A new report on the state of New York’s dairy farm workers reveals widespread worker abuse and injury for the struggling undocumented Latin immigrant population.
New York’s dairy industry is booming due in large part to the rise in sales of yogurt (American yogurt brand Chobani is headquartered in NY).
According to the report, entitled “Milked NY: Immigrant Dairy Farmworkers in New York State,” 83 percent of dairy farm workers surveyed were undocumented immigrants coming typically from four countries: Mexico (61%), Guatemala (34%), Honduras (2%), and Puerto Rico (2%).
“Immigrant dairy farmworkers are a hidden population that is difficult to access because of their vulnerable immigration status, work schedules, and geographic isolation on rural farms,” reads the report.
Typically working 12-to-14-hour shifts, the undocumented workers often work six days a week without overtime pay. The report also noted that the workers are routinely victims of abuse and discrimination on the job, with preferences, promotions, and increased wages going first to American workers. Many are often provided substandard housing conditions with high rents and are commonly victims of wage theft, making paying for housing or other expenses difficult. “Twenty-eight percent of immigrant dairy farmworkers have knowingly experienced at least one instance of wage theft; still others suspect it, but have difficulty interpreting their pay stubs and do not know for certain.”
And many immigrant workers are regularly injured on the job — more often than not severely.

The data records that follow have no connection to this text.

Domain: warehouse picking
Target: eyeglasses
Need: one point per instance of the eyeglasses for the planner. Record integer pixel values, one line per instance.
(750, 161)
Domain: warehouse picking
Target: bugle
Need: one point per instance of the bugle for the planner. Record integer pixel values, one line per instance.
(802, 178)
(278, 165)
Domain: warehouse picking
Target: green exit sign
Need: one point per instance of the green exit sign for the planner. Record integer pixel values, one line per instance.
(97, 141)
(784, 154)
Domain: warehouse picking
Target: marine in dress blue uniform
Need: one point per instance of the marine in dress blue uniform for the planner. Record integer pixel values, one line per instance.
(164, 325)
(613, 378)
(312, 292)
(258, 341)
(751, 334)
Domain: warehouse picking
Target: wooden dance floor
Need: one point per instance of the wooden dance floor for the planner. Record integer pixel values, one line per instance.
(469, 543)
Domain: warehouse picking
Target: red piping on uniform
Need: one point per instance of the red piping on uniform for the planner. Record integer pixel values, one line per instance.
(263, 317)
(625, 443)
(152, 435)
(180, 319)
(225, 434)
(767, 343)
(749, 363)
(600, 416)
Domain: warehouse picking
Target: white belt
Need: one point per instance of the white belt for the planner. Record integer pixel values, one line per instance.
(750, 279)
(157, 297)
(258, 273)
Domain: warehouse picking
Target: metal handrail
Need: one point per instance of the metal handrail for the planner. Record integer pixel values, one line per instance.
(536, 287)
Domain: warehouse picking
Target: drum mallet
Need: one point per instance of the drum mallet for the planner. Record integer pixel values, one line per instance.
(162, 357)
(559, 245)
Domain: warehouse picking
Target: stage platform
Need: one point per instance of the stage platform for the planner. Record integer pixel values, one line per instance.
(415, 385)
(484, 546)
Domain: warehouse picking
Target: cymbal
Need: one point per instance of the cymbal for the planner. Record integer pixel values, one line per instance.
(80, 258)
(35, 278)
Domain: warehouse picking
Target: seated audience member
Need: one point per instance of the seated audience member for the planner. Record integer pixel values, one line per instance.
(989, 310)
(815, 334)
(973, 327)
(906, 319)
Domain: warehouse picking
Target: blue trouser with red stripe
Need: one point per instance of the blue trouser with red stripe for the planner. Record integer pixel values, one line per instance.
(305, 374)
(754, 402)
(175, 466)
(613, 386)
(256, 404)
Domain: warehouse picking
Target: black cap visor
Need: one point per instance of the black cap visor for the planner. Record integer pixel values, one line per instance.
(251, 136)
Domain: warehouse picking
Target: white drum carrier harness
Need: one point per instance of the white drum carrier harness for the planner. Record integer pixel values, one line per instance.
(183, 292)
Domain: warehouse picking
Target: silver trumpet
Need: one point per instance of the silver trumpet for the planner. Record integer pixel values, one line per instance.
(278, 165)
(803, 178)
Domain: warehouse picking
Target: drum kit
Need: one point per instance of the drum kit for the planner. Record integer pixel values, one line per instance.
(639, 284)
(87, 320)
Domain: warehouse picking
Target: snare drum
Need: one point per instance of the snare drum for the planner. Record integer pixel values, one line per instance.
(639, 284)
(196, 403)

The report noted that 68 percent of the injuries required immediate medical attention. Eighty percent of workers reported frequently feeling depressed.
Undocumented workers are also common in other factory farm industries including slaughterhouses. They’re often brought to the country by scouts for the employer with promises of high-paying farm jobs and housing, only to be forced into some of the most high risk and high-stress jobs in the country.
The report calls on the industry to make improvements to the treatment of its workers, and it urged consumers to “use their voices to push for change, holding prominent dairy companies accountable for working conditions throughout the supply chain.”